Tuttavia, la rilevanza dei risultati dello studio è stata messa in discussione in modo critico durante il congresso. Dopotutto, un buon 80% dei pazienti mostrerebbe una PET negativa dopo due cicli ABVD e potrebbe quindi fare a meno della bleomicina, pericolosa per il polmone, nei quattro cicli rimanenti. Questo corrisponde ai dati di RATHL [1].
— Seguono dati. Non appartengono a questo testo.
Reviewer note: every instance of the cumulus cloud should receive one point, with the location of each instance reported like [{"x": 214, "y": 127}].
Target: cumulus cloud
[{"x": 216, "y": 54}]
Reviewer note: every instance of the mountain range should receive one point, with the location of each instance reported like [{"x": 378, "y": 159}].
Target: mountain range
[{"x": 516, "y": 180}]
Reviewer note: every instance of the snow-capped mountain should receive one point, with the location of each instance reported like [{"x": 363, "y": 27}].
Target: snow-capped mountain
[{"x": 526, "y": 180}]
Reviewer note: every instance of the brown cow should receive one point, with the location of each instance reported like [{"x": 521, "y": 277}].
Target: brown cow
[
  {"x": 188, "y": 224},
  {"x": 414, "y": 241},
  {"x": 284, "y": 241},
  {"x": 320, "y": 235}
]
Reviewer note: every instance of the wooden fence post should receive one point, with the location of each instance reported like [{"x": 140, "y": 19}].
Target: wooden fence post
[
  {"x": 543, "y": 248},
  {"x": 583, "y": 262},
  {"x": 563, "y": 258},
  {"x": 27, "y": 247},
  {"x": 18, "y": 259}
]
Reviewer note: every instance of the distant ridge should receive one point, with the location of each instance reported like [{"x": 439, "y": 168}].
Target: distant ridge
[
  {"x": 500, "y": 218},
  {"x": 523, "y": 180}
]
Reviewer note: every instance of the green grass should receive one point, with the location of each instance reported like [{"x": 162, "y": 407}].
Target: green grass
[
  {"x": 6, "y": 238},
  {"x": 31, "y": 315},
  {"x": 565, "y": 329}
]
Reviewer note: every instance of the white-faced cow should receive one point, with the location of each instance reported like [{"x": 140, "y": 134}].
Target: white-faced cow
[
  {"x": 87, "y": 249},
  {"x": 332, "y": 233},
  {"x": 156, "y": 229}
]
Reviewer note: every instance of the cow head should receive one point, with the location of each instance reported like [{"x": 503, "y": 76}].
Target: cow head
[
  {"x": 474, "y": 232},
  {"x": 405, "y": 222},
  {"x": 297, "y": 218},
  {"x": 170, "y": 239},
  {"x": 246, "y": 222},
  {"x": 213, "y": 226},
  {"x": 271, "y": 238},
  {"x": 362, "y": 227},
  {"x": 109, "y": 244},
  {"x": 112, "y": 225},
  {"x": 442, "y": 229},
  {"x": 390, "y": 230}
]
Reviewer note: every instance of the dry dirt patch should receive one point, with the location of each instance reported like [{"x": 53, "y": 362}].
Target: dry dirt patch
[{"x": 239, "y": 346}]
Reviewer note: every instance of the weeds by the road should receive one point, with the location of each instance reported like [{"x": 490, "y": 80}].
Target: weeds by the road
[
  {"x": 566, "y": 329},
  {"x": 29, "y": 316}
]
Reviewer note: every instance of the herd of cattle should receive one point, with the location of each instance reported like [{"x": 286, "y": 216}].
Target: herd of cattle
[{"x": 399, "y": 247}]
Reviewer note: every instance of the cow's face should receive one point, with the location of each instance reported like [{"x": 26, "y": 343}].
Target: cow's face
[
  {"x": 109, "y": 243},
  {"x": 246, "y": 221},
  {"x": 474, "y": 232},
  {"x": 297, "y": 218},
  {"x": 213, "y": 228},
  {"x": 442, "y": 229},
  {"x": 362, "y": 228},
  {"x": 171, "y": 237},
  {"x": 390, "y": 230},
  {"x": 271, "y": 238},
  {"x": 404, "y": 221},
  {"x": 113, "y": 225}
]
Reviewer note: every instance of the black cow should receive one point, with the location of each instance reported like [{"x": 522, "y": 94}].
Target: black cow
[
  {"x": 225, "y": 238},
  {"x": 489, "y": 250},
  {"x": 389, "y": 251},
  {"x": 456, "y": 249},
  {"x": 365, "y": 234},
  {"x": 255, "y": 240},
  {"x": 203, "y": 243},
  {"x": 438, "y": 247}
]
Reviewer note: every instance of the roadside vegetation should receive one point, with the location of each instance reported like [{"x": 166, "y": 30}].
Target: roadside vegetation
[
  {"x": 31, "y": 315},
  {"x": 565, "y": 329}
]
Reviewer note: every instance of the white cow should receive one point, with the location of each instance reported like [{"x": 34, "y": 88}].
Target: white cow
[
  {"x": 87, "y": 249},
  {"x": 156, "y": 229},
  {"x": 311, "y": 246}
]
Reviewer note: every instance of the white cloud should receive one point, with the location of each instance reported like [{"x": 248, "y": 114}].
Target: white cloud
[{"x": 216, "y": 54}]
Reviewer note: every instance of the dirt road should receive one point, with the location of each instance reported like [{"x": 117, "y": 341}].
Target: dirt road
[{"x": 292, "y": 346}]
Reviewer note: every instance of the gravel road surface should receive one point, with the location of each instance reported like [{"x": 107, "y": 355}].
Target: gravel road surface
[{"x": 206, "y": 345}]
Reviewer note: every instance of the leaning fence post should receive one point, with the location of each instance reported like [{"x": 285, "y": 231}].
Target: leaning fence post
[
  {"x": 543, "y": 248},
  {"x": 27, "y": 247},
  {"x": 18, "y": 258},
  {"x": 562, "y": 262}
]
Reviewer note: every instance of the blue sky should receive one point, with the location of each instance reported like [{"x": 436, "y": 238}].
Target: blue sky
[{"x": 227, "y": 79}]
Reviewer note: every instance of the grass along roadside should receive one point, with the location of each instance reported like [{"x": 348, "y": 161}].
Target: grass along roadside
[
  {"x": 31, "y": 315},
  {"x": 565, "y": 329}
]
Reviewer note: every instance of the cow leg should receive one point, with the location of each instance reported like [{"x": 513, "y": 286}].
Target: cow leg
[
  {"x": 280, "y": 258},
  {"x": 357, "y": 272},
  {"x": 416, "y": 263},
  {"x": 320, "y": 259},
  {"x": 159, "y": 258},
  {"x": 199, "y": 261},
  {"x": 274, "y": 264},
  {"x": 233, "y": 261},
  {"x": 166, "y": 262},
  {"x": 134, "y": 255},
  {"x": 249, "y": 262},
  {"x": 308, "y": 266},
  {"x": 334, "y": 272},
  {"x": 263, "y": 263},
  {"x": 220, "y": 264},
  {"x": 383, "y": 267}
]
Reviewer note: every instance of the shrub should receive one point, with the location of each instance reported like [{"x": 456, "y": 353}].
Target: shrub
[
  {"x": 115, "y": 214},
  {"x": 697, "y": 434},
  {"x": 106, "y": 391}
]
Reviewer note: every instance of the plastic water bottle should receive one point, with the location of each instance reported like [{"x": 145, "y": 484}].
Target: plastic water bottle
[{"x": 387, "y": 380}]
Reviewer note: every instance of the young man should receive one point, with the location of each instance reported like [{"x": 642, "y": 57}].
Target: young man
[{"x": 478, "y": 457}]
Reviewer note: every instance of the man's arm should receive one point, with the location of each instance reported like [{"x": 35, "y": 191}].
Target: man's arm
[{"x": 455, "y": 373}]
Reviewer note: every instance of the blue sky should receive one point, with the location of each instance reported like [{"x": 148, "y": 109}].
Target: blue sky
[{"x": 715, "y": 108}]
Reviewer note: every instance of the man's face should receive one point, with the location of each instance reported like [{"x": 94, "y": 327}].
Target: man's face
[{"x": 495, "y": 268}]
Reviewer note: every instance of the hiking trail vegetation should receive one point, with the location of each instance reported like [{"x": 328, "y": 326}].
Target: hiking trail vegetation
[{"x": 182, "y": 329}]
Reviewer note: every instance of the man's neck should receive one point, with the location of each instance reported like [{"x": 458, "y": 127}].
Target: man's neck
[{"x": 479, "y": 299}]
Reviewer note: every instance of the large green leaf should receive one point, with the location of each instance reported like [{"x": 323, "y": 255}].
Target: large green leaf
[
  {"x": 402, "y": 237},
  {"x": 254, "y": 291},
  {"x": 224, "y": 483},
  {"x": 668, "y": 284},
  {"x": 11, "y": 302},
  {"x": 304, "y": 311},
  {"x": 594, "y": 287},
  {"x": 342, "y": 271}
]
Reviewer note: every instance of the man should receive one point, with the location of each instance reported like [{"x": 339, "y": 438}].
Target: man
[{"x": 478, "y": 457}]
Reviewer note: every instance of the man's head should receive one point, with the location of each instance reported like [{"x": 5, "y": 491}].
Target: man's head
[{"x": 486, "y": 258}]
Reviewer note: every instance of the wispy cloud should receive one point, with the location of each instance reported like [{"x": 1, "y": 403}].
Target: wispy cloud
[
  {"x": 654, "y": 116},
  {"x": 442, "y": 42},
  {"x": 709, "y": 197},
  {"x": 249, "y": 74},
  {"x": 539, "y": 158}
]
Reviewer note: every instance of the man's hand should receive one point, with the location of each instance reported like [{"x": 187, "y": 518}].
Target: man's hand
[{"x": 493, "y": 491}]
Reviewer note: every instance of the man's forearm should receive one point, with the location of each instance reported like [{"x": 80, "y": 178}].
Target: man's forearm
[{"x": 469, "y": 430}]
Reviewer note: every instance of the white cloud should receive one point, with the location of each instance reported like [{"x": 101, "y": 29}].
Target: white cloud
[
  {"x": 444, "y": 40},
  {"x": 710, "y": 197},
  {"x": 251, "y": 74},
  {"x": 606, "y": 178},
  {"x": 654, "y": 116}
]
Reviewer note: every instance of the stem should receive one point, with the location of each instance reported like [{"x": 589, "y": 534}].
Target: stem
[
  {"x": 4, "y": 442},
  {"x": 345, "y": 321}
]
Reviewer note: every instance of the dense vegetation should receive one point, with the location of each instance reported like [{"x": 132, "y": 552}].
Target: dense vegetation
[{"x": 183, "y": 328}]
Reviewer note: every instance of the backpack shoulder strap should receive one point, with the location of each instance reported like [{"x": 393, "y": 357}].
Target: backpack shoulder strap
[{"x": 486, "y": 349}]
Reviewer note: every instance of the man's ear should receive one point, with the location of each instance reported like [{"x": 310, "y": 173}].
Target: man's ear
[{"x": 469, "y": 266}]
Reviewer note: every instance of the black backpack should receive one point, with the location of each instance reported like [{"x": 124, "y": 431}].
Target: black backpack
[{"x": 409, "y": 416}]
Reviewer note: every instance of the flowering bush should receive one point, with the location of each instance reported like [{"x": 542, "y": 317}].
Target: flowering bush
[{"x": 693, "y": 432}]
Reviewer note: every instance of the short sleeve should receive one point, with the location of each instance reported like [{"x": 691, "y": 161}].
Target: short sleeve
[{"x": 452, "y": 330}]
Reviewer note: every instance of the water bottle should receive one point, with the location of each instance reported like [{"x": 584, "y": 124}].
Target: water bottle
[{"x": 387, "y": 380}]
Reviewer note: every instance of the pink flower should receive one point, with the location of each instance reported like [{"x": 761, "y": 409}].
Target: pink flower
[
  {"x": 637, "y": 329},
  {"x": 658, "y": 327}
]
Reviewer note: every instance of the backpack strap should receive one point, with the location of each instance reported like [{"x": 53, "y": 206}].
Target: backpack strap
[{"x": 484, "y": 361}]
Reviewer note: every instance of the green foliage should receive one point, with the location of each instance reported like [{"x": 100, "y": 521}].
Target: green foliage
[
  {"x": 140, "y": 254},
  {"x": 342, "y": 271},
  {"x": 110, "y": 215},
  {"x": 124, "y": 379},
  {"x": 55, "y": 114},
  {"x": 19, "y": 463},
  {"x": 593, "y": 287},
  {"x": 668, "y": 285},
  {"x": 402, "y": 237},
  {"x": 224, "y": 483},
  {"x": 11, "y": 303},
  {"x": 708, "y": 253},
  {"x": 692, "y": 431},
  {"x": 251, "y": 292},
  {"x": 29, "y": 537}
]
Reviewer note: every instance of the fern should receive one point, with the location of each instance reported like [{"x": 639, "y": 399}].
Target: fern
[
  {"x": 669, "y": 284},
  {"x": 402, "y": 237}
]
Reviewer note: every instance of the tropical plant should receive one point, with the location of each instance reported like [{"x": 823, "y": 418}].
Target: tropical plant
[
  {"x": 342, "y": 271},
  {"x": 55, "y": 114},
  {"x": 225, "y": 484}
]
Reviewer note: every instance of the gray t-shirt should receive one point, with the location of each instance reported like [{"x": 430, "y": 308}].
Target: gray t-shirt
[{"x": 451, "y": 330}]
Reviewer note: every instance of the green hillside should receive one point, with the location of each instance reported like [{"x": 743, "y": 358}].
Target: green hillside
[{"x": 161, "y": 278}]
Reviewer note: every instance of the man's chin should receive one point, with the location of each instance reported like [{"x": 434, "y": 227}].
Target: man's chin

Era anche discutibile se il brentuximab potesse continuare a essere utilizzato nel setting originale, se era già in uso nel setting di prima linea. Anche il prezzo giocherà un ruolo importante, in quanto Brentuximab è inizialmente più costoso di ABVD (escluse le misure di supporto). Le analisi economiche farmaceutiche sono attualmente ancora in corso. Quindi alcune domande rimangono senza risposta per il momento. Una cosa è certa: ECHELON-1 ha aperto una porta – la discussione nel campo della terapia di prima linea è stata quindi aperta (di nuovo).
Lo studio è stato pubblicato sul New England Journal of Medicine [2] contemporaneamente alla presentazione al congresso.
Fonte: 59° Meeting ASH, 9-12 dicembre 2017, Atlanta
Letteratura:
- Johnson P, et al: Trattamento adattato guidato dalla scansione PET-CT intermedia nel linfoma di Hodgkin avanzato. N Engl J Med 2016; 374: 2419-2429.
- Connors JM, et al: Brentuximab vedotin con chemioterapia per il linfoma di Hodgkin in stadio III o IV. N Engl J Med 2017 Dec 10. DOI: 10.1056/NEJMoa1708984. [Epub ahead of print].